This paper is the first paper of our young colleague Armand De Villeroché at CEREA, funded by EDF and CEA DAM. His ultimate objective is to build a fast deep learning-based surrogate model of atmospheric dispersion around industrial sites, accounting for varying atmospheric stability, topography and building configuration, boundary conditions, etc. This is his first attempt towards that goal.

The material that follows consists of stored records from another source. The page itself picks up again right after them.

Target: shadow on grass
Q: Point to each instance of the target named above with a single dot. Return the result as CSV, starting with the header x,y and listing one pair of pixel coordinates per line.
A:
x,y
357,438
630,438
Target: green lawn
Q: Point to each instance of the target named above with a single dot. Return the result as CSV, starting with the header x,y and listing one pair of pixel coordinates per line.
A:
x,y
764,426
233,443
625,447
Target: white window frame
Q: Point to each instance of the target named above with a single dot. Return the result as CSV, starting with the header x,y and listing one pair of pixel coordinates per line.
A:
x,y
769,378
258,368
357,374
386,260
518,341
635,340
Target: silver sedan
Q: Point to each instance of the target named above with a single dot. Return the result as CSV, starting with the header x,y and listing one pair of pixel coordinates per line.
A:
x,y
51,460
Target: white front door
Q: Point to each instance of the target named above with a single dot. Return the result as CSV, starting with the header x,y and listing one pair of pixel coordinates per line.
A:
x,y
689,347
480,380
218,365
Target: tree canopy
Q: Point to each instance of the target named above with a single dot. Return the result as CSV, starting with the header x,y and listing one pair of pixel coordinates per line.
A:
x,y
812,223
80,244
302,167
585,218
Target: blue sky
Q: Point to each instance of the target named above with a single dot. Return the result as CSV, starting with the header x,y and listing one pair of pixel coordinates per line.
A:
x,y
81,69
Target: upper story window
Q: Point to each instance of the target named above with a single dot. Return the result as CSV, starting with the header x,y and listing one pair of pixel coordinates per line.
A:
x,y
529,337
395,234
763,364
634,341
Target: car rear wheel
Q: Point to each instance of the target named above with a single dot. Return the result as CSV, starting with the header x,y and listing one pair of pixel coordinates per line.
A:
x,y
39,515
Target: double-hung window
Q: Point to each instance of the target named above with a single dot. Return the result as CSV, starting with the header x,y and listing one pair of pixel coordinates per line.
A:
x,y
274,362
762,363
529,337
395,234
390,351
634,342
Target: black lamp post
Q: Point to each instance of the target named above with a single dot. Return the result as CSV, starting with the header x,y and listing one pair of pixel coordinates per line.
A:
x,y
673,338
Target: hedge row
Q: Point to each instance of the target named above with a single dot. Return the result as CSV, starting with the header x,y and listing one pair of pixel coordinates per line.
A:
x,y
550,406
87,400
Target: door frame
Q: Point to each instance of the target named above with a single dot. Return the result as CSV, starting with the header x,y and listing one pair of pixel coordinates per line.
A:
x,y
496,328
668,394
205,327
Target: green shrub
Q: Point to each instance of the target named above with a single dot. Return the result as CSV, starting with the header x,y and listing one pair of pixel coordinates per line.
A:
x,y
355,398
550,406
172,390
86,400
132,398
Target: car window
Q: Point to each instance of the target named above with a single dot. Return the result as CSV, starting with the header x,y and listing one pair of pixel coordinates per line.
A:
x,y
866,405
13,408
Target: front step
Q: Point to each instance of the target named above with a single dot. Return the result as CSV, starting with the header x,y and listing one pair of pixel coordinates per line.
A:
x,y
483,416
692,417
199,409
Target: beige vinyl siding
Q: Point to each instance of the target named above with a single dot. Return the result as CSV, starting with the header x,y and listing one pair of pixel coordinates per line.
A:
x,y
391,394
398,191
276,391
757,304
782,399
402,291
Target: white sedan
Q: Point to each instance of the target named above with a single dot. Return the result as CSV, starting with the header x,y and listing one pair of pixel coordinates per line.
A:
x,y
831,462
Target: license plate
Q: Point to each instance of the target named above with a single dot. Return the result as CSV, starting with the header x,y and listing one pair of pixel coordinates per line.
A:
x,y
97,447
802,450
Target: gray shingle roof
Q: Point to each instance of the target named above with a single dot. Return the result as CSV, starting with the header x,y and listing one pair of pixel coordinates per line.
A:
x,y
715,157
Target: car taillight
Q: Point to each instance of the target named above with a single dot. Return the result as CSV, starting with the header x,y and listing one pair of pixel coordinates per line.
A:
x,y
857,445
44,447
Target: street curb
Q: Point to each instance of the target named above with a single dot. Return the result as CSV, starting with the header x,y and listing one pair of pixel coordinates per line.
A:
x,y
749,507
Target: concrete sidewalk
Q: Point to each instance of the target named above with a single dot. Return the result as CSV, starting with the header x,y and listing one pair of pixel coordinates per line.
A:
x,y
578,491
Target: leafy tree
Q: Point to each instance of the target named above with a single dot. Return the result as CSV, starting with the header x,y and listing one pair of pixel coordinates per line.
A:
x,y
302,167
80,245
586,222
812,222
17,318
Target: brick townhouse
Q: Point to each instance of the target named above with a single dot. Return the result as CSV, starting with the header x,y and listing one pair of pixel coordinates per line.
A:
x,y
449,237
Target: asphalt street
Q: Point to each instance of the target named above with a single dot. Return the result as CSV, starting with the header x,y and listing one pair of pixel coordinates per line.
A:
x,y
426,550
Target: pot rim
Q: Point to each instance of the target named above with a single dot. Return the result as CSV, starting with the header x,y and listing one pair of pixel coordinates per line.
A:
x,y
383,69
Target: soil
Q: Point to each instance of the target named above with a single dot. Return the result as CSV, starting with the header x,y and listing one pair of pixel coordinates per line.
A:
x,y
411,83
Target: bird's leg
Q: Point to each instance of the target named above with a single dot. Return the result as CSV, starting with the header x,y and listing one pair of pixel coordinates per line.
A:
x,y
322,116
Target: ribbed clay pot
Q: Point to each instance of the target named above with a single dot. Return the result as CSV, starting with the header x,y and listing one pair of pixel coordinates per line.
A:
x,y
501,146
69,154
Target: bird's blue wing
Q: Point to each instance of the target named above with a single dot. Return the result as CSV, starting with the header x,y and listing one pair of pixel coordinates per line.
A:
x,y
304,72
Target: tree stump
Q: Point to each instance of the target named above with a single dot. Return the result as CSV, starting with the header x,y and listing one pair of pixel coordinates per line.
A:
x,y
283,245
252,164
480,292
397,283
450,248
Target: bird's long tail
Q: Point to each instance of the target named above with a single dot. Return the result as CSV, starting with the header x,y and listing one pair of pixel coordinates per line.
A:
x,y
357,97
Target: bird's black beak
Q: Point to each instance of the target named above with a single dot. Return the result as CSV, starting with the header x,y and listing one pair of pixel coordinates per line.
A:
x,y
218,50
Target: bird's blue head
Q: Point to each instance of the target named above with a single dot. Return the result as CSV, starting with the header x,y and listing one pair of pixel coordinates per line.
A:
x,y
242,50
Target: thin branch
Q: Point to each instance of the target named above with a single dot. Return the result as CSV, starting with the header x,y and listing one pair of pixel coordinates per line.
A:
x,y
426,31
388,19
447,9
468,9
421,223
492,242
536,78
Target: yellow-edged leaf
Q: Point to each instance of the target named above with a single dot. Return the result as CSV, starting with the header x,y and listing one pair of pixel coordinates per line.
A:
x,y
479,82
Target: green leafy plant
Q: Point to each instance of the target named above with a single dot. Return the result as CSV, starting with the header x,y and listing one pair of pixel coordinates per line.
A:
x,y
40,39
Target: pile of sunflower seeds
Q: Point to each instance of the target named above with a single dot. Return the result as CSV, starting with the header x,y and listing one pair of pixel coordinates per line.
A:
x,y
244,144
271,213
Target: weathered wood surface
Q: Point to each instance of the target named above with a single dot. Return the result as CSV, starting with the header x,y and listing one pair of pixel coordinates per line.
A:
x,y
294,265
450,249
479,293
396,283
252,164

Studies of atmospheric dispersion of pollutants on a local scale are increasingly performed with Computational Fluid Dynamics (CFD) simulations. However, CFD computations can be numerically expensive, and are often only performed on a limited number of situations. Machine learning approaches offer the possibility to build surrogate models, i.e. fast approximations to the CFD solver, allowing to quickly simulate new scenarios. Here, we propose a data-driven model that interpolates between CFD simulations with varying wind directions. The model combines a multi-layer perceptron and far-field vertical profiles of the atmosphere. We show that the use of far-field atmospheric profiles allows to improve the overall model performances but degrades the model with respect to the continuity principle. As a result, the knowledge of the continuity equation is embedded into the neural network via an additional term in the training loss. This allows to compensate for the error in the physical metrics induced by the far-field vertical profiles. The final model shows good performances in predicting atmospheric flow for new directions.

The paper is entitled Physics-informed neural networks for atmospheric flow modeling of pollutant dispersion in industrial sites, and is published in Air Quality, Atmosphere & Health.